Ferdinand Victor Eugène Delacroix.
Jak dla Gericaulta światłocień i kontrasty, tak dla innego malarza francuskiego doby romantycznej EUGENE DELACROIX (1798—1863) głównym środkiem wypowiadania się był kolor. W swym sławnym Dzienniku tak napisał o malarzach przypisujących kolorowi podstawowe znaczenie:
Koloryści, a więc ci, którzy łączą w jedno wszystkie partie malowidła, muszą ustalić równocześnie i od początku wszystko, co jest istotne i właściwe ich sztuce. Z farbą muszą się porać tak, jak rzeźbiarz z gliną, marmurem czy kamieniem
Zacytowane powyżej słowa artysty świadczą o tym, że nie rysunek, lecz kolor uważał Delacroix za główny czynnik konstrukcyjny obrazu, za budulec, z którego powstaje kompozycja. W swoich obrazach o niezwykle zróżnicowanej tematyce (rzeczywistość i historia, baśń i wschodnia egzotyka, człowiek portretowany i człowiek działający, pejzaż i wizerunki egzotycznych zwierząt) Delacroix posługiwał się niezwykle precyzyjnym zestawem barw, z których każda była uzasadniona i niezbędna jak cegiełka w misternej budowli. Lubił kolorystyczną żywość i kontrasty czerwieni, barwy złocisto-żółtej, błękitnej i zielonej. Delacroix przeniknął najgłębsze tajemnice barw, poznał ich względność, tj. zależność od kolorów sąsiadujących, oraz poznał zasadę refleksów barwnych (przy refleksach barwnych występuje zjawisko tzw. kontrastu równoczesnego, czyli wzajemnego oddziaływania na siebie barw sąsiadujących). Artysta ten miał odwagę posługiwać się kolorem abstrakcyjnym (np. malować konia w barwie różowej), jeśli wymagała tego logika obrazu. Pod tym względem Delacroix wyprzedził o wiele lat fowistów.

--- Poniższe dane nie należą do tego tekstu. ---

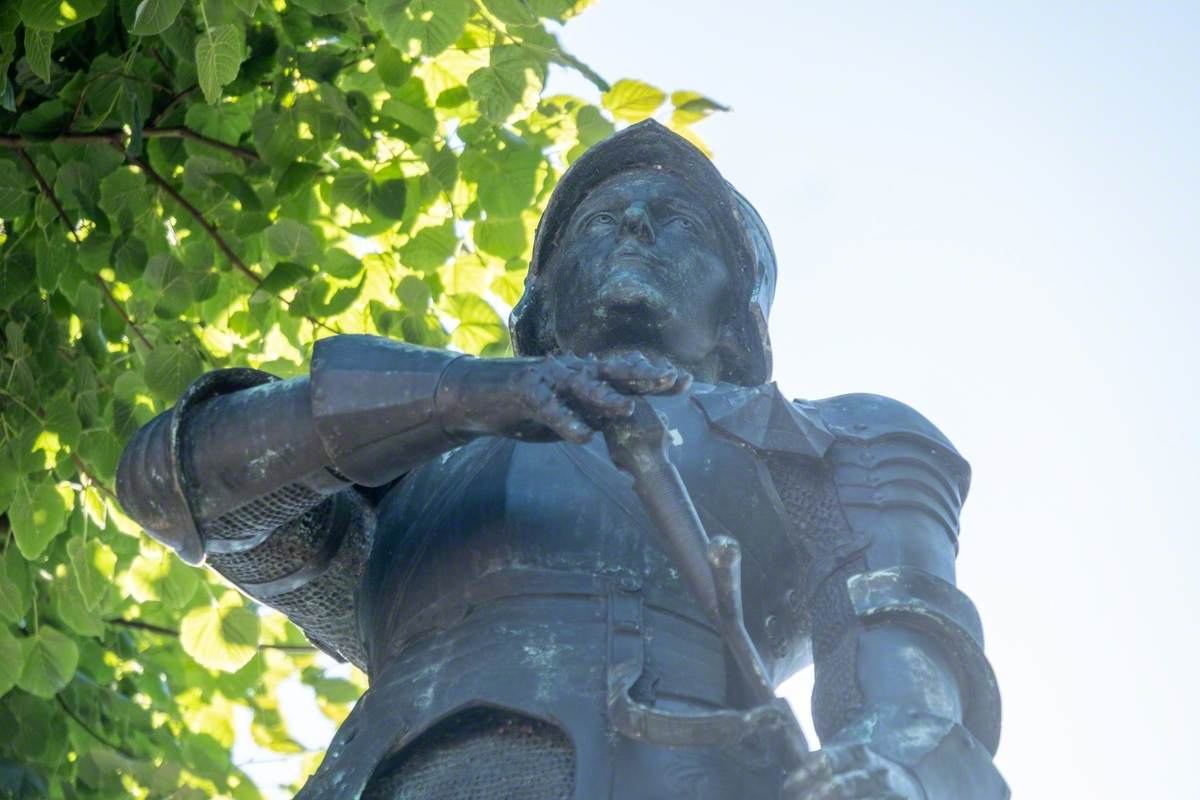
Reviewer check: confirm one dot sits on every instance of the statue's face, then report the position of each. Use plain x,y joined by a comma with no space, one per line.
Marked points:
639,266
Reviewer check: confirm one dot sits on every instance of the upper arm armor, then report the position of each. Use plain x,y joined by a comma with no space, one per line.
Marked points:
898,476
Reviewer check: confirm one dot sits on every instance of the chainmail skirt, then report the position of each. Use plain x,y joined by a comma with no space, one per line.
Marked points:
480,755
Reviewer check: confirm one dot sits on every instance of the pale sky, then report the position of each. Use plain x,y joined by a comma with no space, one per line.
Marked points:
991,212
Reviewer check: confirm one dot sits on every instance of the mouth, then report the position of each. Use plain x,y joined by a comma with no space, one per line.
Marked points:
627,287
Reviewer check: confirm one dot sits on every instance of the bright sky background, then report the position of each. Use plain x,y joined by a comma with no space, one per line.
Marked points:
991,211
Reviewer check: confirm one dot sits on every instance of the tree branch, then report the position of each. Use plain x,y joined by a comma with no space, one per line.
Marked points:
173,102
95,481
91,733
167,631
118,138
193,212
180,132
66,221
48,192
120,310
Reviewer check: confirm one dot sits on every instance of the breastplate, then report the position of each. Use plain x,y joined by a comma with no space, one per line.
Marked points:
499,512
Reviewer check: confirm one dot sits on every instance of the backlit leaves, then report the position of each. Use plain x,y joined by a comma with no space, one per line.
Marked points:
217,59
633,100
155,16
192,186
222,636
49,662
420,26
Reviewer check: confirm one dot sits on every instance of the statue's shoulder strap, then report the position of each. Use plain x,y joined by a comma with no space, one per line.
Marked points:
760,416
864,417
887,458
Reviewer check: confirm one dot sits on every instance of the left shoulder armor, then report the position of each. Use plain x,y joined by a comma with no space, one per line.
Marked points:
762,417
887,457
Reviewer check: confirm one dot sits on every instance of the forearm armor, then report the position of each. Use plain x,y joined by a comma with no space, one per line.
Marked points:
256,474
898,647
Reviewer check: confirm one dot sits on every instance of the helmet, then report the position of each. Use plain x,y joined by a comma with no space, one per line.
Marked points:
745,348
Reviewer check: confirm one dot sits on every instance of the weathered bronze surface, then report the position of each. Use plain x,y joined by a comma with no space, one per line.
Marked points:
540,621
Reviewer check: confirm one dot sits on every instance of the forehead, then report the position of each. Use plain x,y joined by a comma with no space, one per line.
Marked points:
647,185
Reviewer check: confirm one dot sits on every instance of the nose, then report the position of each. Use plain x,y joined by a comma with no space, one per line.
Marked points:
636,222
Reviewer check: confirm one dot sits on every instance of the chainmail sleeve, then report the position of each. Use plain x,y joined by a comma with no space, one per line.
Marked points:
303,554
265,479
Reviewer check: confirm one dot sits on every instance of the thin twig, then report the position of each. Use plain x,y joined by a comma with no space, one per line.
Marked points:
66,221
166,631
95,481
173,102
95,735
195,214
120,310
48,192
118,138
187,133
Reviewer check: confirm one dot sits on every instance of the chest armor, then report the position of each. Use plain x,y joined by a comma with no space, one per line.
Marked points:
513,576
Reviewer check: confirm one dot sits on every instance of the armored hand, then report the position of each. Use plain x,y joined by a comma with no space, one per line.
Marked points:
851,773
547,398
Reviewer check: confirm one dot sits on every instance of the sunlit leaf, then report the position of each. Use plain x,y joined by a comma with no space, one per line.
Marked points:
633,100
217,59
221,637
155,16
51,659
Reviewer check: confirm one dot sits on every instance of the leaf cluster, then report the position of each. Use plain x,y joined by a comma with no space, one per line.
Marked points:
187,185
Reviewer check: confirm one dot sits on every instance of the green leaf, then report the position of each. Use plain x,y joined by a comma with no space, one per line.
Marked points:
93,564
298,175
221,637
430,248
238,187
479,325
39,44
123,191
501,238
51,661
13,585
57,14
155,16
101,451
510,85
505,178
282,276
169,370
513,12
293,241
72,611
225,121
390,198
37,516
691,107
15,196
12,660
324,7
180,583
420,26
633,100
217,59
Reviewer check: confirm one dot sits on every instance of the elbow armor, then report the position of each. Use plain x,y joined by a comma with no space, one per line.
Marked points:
150,477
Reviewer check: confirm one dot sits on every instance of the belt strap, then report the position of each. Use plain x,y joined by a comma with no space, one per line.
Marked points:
636,720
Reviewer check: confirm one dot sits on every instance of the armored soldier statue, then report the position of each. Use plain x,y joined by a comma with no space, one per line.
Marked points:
451,525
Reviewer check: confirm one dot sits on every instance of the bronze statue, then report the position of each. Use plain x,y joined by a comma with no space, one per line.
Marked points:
534,623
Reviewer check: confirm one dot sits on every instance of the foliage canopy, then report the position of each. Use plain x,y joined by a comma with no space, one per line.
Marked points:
198,184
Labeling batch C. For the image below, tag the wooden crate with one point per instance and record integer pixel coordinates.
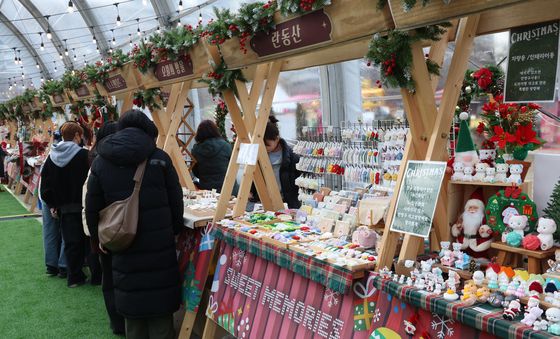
(190, 66)
(345, 21)
(437, 11)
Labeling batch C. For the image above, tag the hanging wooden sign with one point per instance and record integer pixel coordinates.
(416, 202)
(307, 30)
(532, 62)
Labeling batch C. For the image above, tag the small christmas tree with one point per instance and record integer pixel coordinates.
(552, 210)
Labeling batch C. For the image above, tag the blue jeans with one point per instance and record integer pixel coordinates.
(52, 240)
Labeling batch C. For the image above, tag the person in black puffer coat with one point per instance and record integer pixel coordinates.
(146, 275)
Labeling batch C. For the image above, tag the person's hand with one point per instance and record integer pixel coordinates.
(54, 214)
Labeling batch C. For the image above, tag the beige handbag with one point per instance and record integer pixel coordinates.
(118, 222)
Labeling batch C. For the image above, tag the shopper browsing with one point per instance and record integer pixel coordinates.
(62, 179)
(146, 274)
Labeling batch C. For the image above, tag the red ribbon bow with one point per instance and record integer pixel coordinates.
(512, 192)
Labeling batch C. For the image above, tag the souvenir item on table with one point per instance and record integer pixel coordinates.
(508, 203)
(490, 175)
(465, 151)
(501, 172)
(480, 169)
(478, 278)
(513, 310)
(365, 237)
(515, 171)
(467, 228)
(546, 228)
(554, 264)
(553, 317)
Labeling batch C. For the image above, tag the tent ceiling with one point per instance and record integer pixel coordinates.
(24, 24)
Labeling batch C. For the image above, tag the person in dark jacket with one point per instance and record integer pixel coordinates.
(212, 153)
(116, 320)
(146, 275)
(62, 180)
(283, 161)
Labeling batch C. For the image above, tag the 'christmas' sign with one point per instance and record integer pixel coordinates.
(254, 298)
(532, 62)
(306, 30)
(115, 83)
(417, 197)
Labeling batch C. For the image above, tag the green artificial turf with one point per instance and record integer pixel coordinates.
(9, 205)
(33, 305)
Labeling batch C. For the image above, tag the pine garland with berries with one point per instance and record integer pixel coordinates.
(393, 53)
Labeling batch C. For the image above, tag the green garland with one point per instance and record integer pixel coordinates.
(222, 79)
(148, 98)
(289, 7)
(393, 53)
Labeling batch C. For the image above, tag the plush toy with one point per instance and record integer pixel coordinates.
(480, 171)
(501, 172)
(468, 173)
(517, 223)
(515, 171)
(458, 174)
(365, 237)
(546, 228)
(553, 317)
(532, 316)
(490, 175)
(513, 310)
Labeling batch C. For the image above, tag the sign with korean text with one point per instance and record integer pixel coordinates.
(83, 91)
(417, 198)
(532, 62)
(115, 83)
(168, 70)
(253, 298)
(304, 31)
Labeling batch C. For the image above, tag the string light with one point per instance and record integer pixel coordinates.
(118, 15)
(49, 34)
(42, 44)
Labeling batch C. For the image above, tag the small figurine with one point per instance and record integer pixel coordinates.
(546, 228)
(553, 317)
(478, 278)
(515, 171)
(513, 310)
(531, 316)
(490, 175)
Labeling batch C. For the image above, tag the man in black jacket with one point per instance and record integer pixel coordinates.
(145, 275)
(62, 179)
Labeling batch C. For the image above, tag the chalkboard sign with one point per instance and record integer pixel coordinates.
(417, 197)
(532, 62)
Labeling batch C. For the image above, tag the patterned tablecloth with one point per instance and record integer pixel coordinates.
(480, 316)
(338, 279)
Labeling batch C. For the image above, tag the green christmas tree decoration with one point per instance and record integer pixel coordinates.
(552, 209)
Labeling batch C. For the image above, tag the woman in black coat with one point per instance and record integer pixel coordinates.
(146, 275)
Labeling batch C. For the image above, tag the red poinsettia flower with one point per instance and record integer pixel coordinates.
(483, 77)
(526, 135)
(502, 137)
(480, 128)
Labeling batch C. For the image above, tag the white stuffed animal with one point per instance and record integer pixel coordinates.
(501, 172)
(490, 175)
(480, 171)
(546, 229)
(458, 168)
(517, 223)
(515, 171)
(468, 173)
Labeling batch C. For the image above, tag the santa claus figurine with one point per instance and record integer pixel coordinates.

Swoje wielkie, nowatorskie malarstwo poświęcał Delacroix nie tylko tematom, które interesowały go jako artystę, lecz także tematom wiążącym się ze społeczną i wolnościową ideą. W roku 1824 maluje obraz Masakra na Chios, ukazujący prześladowania przez tureckiego najeźdźcę zamieszkujących tę wyspę Greków. W sześć lat później tworzy wspaniałe dzieło: Wolność wiodąca lud na barykady, będące natychmiastową, bezpośrednią i pełną ludzkiej i artystycznej pasji reakcją na wydarzenia rewolucji lipcowej. Rzucając na plan pierwszy obrazu stos trupów, na drugim, głównym planie ukazuje kobietę w czapce frygijskiej — symbol rewolucyjnej Francji — z czerwonym sztandarem w ręku, obok żołnierza z karabinem, robotnika z szablą i małego gawrosza, a za nimi tłum szturmujących.

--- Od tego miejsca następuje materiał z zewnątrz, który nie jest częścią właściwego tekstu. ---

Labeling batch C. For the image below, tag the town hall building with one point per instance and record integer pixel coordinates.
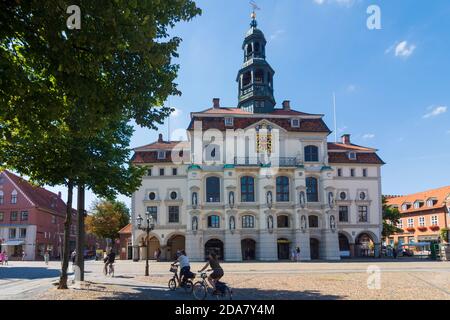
(257, 181)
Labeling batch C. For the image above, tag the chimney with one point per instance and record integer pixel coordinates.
(216, 103)
(286, 105)
(346, 139)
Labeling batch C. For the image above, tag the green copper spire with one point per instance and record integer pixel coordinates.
(255, 78)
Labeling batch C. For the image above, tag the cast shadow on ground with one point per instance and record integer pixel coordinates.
(160, 293)
(29, 273)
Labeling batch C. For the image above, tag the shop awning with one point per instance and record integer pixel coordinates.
(13, 243)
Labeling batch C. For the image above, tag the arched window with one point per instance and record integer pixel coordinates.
(312, 194)
(259, 76)
(311, 154)
(282, 189)
(247, 189)
(213, 221)
(246, 78)
(313, 221)
(212, 189)
(282, 221)
(248, 222)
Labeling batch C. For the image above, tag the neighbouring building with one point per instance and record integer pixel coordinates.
(254, 182)
(32, 220)
(423, 216)
(125, 243)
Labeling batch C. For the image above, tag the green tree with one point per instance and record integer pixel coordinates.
(391, 217)
(107, 218)
(64, 93)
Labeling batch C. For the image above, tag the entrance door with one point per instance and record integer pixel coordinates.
(314, 248)
(248, 247)
(283, 249)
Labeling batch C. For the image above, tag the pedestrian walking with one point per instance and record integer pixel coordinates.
(46, 257)
(297, 254)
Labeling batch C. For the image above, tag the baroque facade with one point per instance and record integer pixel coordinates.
(255, 182)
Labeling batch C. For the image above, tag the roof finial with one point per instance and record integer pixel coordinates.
(253, 15)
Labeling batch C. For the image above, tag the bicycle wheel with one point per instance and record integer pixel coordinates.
(188, 286)
(172, 284)
(199, 290)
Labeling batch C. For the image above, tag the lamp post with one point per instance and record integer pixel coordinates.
(150, 225)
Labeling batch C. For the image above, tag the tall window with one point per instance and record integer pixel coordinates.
(14, 197)
(311, 154)
(362, 214)
(153, 211)
(212, 189)
(313, 221)
(24, 215)
(312, 193)
(283, 221)
(282, 189)
(247, 189)
(213, 221)
(174, 214)
(343, 213)
(248, 222)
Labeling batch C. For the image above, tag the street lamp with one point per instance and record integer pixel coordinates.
(147, 228)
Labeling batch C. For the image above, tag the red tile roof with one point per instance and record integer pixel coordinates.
(126, 229)
(41, 197)
(442, 195)
(361, 158)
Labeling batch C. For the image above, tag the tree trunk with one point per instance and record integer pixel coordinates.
(80, 236)
(66, 241)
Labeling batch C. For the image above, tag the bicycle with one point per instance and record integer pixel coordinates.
(202, 288)
(109, 270)
(176, 281)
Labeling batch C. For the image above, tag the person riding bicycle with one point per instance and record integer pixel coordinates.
(109, 260)
(185, 267)
(217, 271)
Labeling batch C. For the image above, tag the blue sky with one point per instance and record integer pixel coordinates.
(392, 85)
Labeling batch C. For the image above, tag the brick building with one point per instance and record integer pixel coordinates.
(424, 214)
(32, 220)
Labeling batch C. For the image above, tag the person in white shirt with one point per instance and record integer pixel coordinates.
(185, 267)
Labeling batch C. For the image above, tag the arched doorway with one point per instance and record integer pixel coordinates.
(174, 244)
(248, 247)
(216, 246)
(344, 246)
(365, 245)
(283, 248)
(153, 245)
(314, 248)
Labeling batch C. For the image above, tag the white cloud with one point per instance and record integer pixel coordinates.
(176, 113)
(368, 136)
(435, 111)
(402, 49)
(276, 34)
(346, 3)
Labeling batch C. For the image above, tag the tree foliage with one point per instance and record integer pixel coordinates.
(391, 217)
(67, 96)
(107, 219)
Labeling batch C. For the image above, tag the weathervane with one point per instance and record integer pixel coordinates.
(253, 15)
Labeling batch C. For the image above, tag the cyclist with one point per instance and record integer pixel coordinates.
(217, 271)
(185, 267)
(109, 260)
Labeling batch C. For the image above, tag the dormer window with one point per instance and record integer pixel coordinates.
(161, 155)
(352, 155)
(229, 122)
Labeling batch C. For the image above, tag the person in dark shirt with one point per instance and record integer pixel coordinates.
(217, 271)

Kolorystyka obrazu, nie jaskrawa, lecz rozjaśniona żywymi akcentami barwy (czerwona plama sztandaru), siła charakterystyki, kontrasty światłocieniowe i ogromny dynamizm kompozycji, a przede wszystkim potęga społecznej idei podnoszą ten obraz Delacroix do rzędu najświetniejszych dzieł w historii europejskiego malarstwa romantycznego.